On the surface, that verse stands in direct contradiction to the previously mentioned concepts. The phrase “there is none like You” implies that other entities exist; however, they cannot be compared to G‑d. “There is none besides Him”, clearly states that nothing but G‑d exists.

The name “Elokim” refers to G‑d as the source of Power and potential for the world. It is therefore understood that “Elokim” refers to the “Mazolos”, the intermediary sources which transmit G‑dly energy into the world. Our Sages assert that there is not a blade of grass below which does not have a ‘mazal’ beating on it and forcing it to grow.

Though the “mazolos” affect the world, nevertheless, they are “no more than an axe in the hands of a newer”, i.e., they are not entities in their own right; they have no free choice. Just as an axe is totally subordinate to the will and energy of the newer, similarly, the “Mazolos” have no will of their own and are totally controlled by G‑d.23

In addition to the Transmission of G‑dly energy through the ‘mazolos’, other divine energies are emitted to the world directly, without the use of intermediaries.

In general, this distinction exists between the manner with which the Hashgachah Peratis relates to the Jews and to the non-Jews, and more particularly how it becomes manifest in the land of Israel and outside of it. The Jews are the ‘chosen people’ and Israel is a land where the “eyes of G‑d are upon it”, i.e., they receive direct attention from G‑d Himself. The lands and nations outside of Israel receive their energy through the ‘mazolos’.

With this preface, the intent of the verse ‘ayn kamocha’ becomes clear. It is possible to think that since the ‘mazolos’ are not entities in their own right, possessing no free choice or power of their own, there is no difference between one’s receiving energy from them or directly from G‑d.

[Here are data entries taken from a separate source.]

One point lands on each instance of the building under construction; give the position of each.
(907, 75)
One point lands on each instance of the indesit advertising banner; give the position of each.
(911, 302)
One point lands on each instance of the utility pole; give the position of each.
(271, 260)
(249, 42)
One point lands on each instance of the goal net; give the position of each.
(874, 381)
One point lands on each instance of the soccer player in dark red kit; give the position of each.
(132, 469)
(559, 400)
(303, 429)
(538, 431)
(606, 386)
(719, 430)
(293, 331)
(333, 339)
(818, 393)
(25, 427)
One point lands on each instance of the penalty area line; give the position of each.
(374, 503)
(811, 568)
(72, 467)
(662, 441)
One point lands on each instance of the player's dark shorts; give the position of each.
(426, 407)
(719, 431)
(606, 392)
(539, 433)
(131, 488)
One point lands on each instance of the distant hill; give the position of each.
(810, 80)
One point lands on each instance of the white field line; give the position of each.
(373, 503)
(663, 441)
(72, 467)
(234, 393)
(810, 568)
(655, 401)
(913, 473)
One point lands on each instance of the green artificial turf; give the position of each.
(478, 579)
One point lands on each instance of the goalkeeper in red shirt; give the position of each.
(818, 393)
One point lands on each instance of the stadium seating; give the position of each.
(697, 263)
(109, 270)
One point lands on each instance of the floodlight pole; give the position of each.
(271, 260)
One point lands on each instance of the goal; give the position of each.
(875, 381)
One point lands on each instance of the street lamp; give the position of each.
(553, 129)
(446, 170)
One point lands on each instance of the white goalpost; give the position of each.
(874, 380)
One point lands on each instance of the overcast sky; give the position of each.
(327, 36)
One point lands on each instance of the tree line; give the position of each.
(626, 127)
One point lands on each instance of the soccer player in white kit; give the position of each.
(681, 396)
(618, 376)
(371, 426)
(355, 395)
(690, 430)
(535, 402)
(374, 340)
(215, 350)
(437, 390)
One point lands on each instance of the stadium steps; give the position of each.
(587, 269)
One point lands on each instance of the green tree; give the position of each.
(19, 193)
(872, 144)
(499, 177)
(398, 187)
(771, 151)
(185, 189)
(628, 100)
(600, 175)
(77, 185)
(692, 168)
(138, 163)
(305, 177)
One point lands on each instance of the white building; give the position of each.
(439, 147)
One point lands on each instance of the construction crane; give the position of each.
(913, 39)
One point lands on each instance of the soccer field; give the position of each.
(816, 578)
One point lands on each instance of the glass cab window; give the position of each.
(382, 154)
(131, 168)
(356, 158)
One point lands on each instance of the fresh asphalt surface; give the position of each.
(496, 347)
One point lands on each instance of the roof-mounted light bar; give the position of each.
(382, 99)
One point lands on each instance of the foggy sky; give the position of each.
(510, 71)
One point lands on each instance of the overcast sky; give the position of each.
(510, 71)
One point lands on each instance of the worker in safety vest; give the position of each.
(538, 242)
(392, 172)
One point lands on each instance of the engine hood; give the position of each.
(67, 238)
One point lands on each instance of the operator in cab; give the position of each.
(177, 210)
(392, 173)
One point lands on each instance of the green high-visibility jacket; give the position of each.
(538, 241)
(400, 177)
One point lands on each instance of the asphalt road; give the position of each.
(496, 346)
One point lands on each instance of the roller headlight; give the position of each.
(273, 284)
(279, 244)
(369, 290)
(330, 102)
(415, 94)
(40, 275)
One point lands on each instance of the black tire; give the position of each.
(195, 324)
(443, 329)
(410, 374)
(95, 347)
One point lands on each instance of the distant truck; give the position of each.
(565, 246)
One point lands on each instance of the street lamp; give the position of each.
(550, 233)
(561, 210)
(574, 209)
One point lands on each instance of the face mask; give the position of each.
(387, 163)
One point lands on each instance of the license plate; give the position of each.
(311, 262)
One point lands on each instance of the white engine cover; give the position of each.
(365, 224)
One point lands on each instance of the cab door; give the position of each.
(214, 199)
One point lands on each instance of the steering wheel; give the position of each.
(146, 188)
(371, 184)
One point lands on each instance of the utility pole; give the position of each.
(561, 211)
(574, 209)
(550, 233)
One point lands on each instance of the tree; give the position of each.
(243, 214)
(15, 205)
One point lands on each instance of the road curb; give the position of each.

The verse replies — “There is none like You”. Even regarding those aspects of G‑dliness which are subject to comparison with other supernal beings, Torah explains “There is none like You”, no comparison is possible.24 It is better to receive energy directly from G‑d.

This concept is illustrated in the behavior of Moshe Rabbeinu. After the sin of the Golden Calf, G‑d did not want to continue His direct Hashgachah over the Jewish people. He promised Moshe Rabbeinu “I will send My angel (an angel fully empowered to help the Jews in whatever way necessary) before you”. Moshe Rabbeinu replied, “If Your presence does not go with us, do not lead us up from here”.

The same principle is expressed by the Baal Shem Tov in his commentary on the verse “Tefillah L’ani,” “The prayer of the poor man”. He explains that there are many intermediary spiritual levels on which one could meditate and derive pleasure from during prayer. However, the poor man disregards these levels and seeks to unite himself with G‑d alone.

This concept is relevant to Torah because, as explained above, the Torah also functions as an intermediary. However, rather than separate G‑d from the world, the Torah serves to reveal G‑dliness in the world. All G‑d’s blessings are channeled to the world through Torah.